Um fã grava uma performance de The Weeknd no 2015 Billboard Hot 100 Music Festival.(Scott Roth / Invision / AP)
Mesmo na era do Photoshop, fotos e vídeos podem ganhar a confiança do público de uma forma que uma história ou uma testemunha ocular não pode. Mais de 500 pessoas foram baleadas e mortas pela polícia até agora este ano, mas foram aquelas cujos encontros finais com a polícia foram preso na fita —E ocasionalmente seus fotógrafos - que passa a ocupar as manchetes nacionais. Como meu colega Rob aponta , para os americanos cujas experiências com a polícia são geralmente caracterizadas por respeito e civilidade, há algo fundamentalmente perturbador em ver, com seus próprios olhos, um oficial cometer um ato extraordinário de violência.
Smartphones baratos com câmeras trouxeram evidências documentais para praticamente qualquer pessoa, e a credibilidade do vídeo filmado pelo telefone se manteve no tribunal e nos noticiários. Mas uma patente concedida à Apple no mês passado indica um futuro em que sinais invisíveis podem alterar as imagens que as câmeras dos smartphones capturam - ou mesmo desativar totalmente as câmeras dos smartphones.
A Apple entrou com o pedido de patente em 2011, propondo uma câmera de smartphone que poderia responder a fluxos de dados codificados em sinais infravermelhos invisíveis. Os sinais podem exibir informações adicionais na tela do telefone: se um usuário apontar sua câmera para uma exposição de museu, por exemplo, um transmissor colocado nas proximidades poderia dizer ao telefone para mostrar informações sobre o objeto no visor.

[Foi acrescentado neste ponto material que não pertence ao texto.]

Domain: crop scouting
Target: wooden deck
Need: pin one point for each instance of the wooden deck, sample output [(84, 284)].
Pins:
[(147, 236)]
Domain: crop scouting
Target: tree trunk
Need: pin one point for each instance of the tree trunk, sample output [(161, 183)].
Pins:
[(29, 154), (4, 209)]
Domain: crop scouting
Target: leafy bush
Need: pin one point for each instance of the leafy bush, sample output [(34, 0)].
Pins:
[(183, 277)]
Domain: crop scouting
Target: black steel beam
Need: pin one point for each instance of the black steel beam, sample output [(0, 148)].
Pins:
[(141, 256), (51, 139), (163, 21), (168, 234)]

Um tipo diferente de fluxo de dados, no entanto, pode impedir que o telefone grave. A patente da Apple também propõe o uso de raios infravermelhos para forçar as câmeras do iPhone a desligar em shows, onde vídeos, fotos e gravações de áudio são frequentemente proibidos. Sim, os smartphones são o flagelo do show moderno, mas usar a tecnologia de bloqueio de câmera remota para restringir seu uso abre um perigoso potencial de abuso.

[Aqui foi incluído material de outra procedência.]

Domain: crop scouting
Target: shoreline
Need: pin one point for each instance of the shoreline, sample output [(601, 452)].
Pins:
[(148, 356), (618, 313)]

tia lydia no conto da serva
Os próximos iPhones quase certamente não terão essa tecnologia, e é provável que ela nunca apareça em um smartphone produzido em massa. A Apple registra e recebe centenas de patentes que acaba não usando. Mas o fato de as propostas de bloqueio de câmeras virem de uma empresa de tecnologia extremamente influente - que também é a maior fabricante de câmeras do mundo, de acordo com dados do Flickr - pode não ser um bom presságio para a tecnologia da câmera de direção irá em 10 ou 15 anos.
O que acontecerá se outra pessoa puder usar a tecnologia para impor limites sobre como você usa a câmera do smartphone ou para alterar as imagens que você captura sem o seu consentimento? Em espaços públicos nos EUA, isso seria ilegal: os tribunais geralmente decidiram que a Primeira Emenda protege o direito das pessoas de tirar fotos quando estão em uma área pública como um parque, praça ou rua. Existem algumas advertências - os cidadãos foram desafiados ao filmar a polícia, por exemplo - mas geralmente, a fotografia em espaços públicos ao ar livre é completamente protegida.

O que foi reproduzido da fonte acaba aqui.